Kendime vakit ayırma gibi bir ihtimal yok. Gerçekten çok yoğun bir iş bu. Yetişmek mümkün değil. Yazamıyorum notlar alıyorum. Yazmayı erteliyorum. Yazma dönemim de gelecek. Bu görevler sonuçta geçici görevler. Yazacak çok şey birikti. Hayatım bir rutine dönmüştü. Bir senarist olarak büyük bir değişime benim de ihtiyacım vardı. Yazma tarafıma katkıda bulunacağına inandığım bir süreçteyim.
Sinema Genel Müdürlüğü olarak Devlet Tiyatroları Genel Müdürlüğü ve Devlet Opera ve Bale Genel Müdürlüğü’nden farklıyız. Onlar icracı kurumlar. Tiyatro ve opera bale gösterileri yapıyorlar. Biz üreten tarafta değiliz, sinema yapmıyoruz. Düzenleyen ve destekleyen bir yapımız var. Toplam 83 kişiden oluşan küçük bir destek birimiyiz. O yüzden bizde başarı da başarısızlık da özel sektörün üstünde.
2000 yılından beri çektiğim herhangi bir dizimin yayınlanmadığı bir gün yok. Bu gurur duyulacak bir şey mi bilmiyorum. Kendi yaptığım hiçbir şeyi izlemiyorum, insanlar sıkılacak diye endişe ediyorum.
TV’de gördüğümüz işlerin tamamı yurtdışı için yapılıyor. Biz neyi seyrediyorsak dünya onları satın alıyor. Ülkemiz için güzel bir şey ama ekranlarımızdan yok olan şeyler var. Bir kere kanalların renkliliği yok oldu. Her kanalda her gece sadece bir dizi ya da program var. TV’ler gündelik hayat dizilerini kaybettiler, satış değeri yok. Diğer taraftan Türk televizyoncularının hepsinin inanılmaz bir başarısı var. Burada bir şey yazıyorsunuz 1 milyar insan anlıyor seyrediyor. Hollywood’u geçtik bence. Amerika bizimle rekabet edemiyor. Bizim üretim gücümüz çok fazla. Bir haftada 2 saatlik bir dizi üretebiliyoruz. Bununla rekabet edebilecek ülke yok. Amerika dizileri satarken yaşam biçimiyle beraber satıyor. Kültür empoze ediyor. Türk dizileri bunu yapmıyor. Kültürel bir etki bırakıyor ama her ülke kendi dizisi sanıyor. O yüzden bizim oyuncularımıza inanılmaz bir sevgi ve hayranlık var. Aynı zamanda dizilerimiz dünyanın en büyük Türkçe kursu.

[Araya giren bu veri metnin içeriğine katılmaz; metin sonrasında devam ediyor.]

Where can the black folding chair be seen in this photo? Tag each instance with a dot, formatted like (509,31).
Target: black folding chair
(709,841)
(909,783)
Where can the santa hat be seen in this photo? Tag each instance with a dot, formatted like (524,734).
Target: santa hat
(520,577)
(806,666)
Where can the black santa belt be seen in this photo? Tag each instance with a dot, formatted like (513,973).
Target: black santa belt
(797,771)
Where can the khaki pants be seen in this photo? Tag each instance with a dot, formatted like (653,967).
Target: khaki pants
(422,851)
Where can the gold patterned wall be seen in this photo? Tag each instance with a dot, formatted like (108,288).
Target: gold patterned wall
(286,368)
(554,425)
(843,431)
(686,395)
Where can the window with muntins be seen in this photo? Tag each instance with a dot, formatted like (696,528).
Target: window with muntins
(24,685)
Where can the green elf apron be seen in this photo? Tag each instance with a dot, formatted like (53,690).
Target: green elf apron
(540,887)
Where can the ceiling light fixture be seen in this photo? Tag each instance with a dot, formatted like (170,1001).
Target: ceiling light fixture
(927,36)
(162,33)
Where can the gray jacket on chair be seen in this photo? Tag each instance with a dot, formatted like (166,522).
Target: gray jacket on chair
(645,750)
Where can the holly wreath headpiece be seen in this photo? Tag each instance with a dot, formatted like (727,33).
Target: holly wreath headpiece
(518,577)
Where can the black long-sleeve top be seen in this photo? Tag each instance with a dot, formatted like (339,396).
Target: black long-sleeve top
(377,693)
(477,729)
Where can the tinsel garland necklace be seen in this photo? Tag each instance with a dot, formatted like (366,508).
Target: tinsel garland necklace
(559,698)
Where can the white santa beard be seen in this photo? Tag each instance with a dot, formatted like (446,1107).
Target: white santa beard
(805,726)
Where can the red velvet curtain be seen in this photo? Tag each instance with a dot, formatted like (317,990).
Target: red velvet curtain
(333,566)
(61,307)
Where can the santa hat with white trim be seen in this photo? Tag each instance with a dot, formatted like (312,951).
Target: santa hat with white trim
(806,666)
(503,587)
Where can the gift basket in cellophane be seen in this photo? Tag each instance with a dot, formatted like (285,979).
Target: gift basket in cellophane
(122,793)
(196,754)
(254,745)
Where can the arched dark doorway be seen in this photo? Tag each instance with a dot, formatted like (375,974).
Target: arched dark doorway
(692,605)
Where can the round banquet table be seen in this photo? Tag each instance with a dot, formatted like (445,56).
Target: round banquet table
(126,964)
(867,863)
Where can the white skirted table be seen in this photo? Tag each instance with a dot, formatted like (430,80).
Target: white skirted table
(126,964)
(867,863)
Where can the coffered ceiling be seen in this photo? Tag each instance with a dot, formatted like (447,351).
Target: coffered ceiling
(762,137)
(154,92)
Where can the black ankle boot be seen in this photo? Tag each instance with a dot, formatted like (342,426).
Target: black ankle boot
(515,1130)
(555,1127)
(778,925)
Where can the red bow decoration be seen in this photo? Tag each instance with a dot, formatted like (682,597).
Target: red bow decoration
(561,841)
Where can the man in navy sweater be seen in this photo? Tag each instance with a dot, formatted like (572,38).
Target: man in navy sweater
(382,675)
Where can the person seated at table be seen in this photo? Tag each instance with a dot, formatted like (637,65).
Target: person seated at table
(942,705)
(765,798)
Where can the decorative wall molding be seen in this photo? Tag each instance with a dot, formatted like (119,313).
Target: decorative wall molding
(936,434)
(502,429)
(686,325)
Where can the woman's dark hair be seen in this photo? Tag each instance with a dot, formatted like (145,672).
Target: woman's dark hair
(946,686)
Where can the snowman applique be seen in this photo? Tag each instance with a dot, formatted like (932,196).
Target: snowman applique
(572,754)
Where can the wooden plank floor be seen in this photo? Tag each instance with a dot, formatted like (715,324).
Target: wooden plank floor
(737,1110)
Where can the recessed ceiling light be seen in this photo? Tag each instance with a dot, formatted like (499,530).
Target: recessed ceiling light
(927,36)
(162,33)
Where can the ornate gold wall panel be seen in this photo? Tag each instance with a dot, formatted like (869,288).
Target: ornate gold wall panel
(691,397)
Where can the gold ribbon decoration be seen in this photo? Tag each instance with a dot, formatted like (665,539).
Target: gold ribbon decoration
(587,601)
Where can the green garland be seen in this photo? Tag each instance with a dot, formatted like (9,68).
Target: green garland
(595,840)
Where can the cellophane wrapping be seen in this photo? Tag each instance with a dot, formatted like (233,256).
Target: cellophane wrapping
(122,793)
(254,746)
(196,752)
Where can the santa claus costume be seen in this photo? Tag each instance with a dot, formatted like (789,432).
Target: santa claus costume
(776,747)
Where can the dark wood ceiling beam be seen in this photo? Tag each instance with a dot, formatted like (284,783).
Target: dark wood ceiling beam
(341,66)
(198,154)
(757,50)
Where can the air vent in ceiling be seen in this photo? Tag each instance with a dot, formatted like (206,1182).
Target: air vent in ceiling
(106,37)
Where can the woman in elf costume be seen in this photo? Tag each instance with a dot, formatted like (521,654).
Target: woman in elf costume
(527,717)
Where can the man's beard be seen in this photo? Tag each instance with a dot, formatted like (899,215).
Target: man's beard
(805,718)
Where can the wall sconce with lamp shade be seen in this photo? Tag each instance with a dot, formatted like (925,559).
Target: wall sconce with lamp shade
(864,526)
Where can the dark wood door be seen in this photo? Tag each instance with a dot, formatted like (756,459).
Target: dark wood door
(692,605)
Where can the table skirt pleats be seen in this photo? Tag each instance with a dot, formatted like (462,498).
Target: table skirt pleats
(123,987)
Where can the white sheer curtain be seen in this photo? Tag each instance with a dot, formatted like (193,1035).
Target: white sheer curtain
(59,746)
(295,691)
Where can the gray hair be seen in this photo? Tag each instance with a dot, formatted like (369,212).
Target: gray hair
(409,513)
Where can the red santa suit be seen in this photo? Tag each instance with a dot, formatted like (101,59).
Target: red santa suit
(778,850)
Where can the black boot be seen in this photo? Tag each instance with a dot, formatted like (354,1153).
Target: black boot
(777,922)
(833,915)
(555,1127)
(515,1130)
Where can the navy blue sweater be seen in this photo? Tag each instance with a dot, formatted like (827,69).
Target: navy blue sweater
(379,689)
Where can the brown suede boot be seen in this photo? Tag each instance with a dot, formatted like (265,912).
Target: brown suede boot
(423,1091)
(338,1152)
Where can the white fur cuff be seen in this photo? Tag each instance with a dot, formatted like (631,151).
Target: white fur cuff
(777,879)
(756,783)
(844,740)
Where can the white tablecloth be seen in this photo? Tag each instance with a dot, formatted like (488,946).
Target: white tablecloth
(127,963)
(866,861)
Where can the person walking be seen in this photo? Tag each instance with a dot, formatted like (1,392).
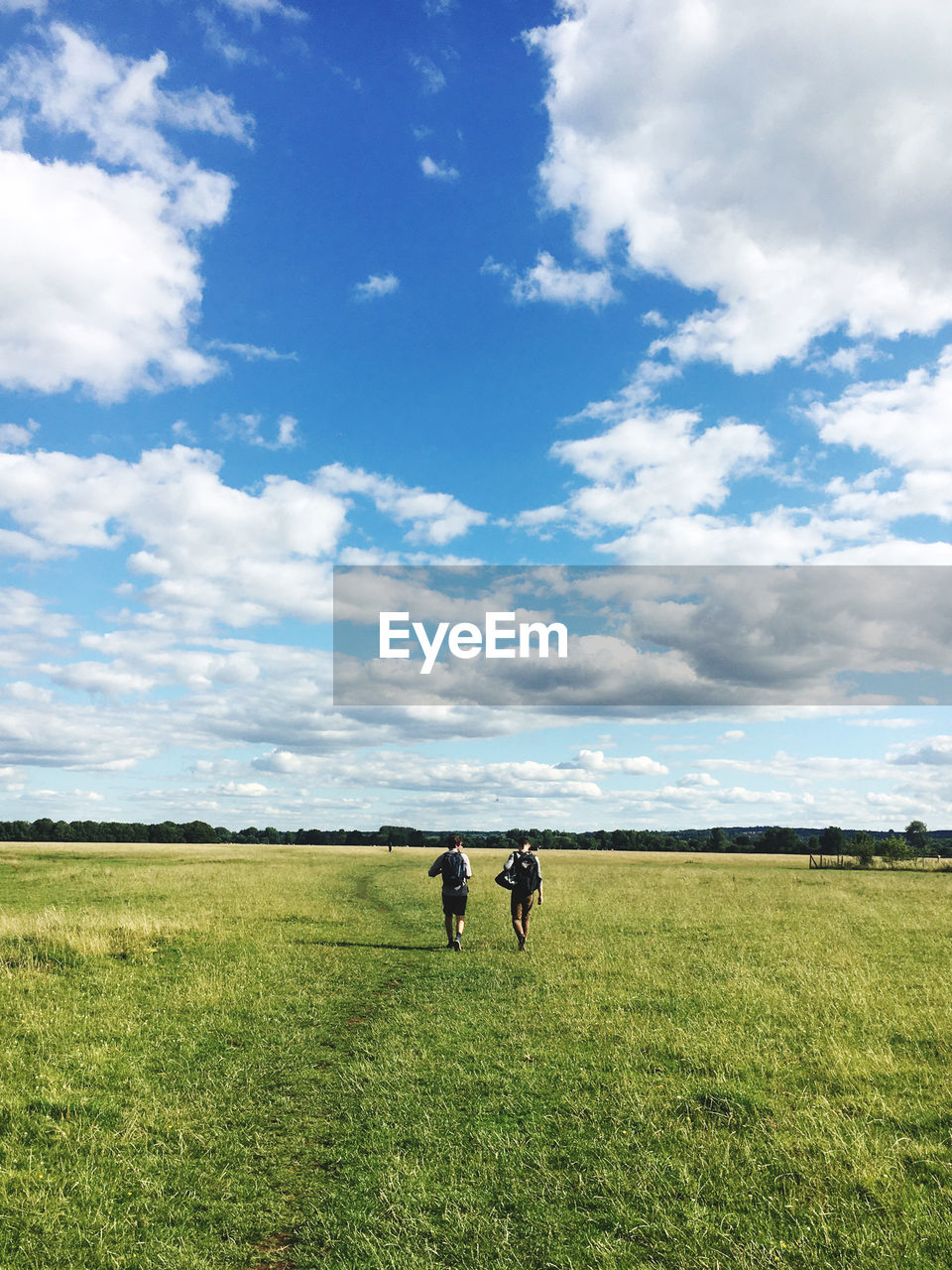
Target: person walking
(453,866)
(524,865)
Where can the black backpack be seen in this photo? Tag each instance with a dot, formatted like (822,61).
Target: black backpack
(526,870)
(453,869)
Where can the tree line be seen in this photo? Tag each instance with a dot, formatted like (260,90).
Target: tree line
(862,846)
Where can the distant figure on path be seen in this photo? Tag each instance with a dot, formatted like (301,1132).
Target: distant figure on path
(529,879)
(454,867)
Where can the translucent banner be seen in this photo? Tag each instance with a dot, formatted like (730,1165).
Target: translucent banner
(633,640)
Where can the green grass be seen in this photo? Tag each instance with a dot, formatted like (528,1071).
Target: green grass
(263,1057)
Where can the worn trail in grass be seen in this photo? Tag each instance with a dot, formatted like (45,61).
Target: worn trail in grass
(214,1057)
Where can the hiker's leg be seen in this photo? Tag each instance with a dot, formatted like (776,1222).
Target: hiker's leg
(526,910)
(516,910)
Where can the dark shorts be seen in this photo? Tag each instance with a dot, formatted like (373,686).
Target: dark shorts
(521,903)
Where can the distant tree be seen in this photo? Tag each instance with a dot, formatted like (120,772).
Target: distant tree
(833,841)
(892,849)
(779,839)
(862,844)
(717,839)
(918,839)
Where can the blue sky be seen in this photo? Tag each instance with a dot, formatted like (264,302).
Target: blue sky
(431,281)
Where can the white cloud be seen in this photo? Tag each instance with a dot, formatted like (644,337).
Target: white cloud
(376,286)
(595,761)
(100,267)
(218,553)
(902,421)
(549,282)
(433,77)
(248,427)
(654,465)
(255,9)
(14,436)
(436,171)
(253,352)
(434,518)
(785,158)
(96,677)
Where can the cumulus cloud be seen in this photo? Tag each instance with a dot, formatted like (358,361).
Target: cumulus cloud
(434,518)
(438,171)
(653,466)
(218,553)
(784,158)
(902,421)
(248,427)
(431,76)
(376,286)
(595,761)
(253,352)
(14,436)
(99,258)
(257,9)
(548,281)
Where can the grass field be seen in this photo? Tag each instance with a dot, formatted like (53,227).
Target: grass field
(264,1057)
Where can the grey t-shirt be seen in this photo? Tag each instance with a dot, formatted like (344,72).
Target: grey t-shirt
(436,866)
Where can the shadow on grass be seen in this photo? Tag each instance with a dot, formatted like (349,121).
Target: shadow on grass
(394,948)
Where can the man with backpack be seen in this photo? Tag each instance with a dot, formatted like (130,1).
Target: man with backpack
(453,866)
(529,880)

BİZİM SİNEMA STARIMIZ YOK, KİMSEYİ ÖZLEMİYORUZ
Pandemi dönemi tüm dünyada sinemayı çok etkiledi. Bir çok ülke pandemi öncesine döndü biz oradan dönemedik. Bunun birçok sebebi var. Nedenlerinden biri, maalesef bizim sinema starımız yok. Sadece beyazperdede göreceğimiz, film çekse de sinema salonlarına gidelim diyeceğimiz bir starımız yok. Hatırlayın, biz Cüneyt Arkın, Türkan Şoray filmlerini beklerdik. Çünkü başka yerde görme ihtimalimiz yoktu. Şu anda dizi sektörümüz o kadar büyük ki, bütün starlarımız ekranlarda. Dizi piyasamız o kadar büyük ki sinemamıza ne yazık ki zarar veriyor. Hafta içi TV’de bedava, izlediği o starları hafta sonu gidip bilet alıp sinemada izlemek istemiyor. TV’de olmasa bile dijitaldeler. Hep varlar. Artık kimseyi özlemiyoruz. İnşallah öyle bir sinema ekonomisi olur ki starlarımızı sinema salonlarında izleyebileceğimiz zamanlar gelir.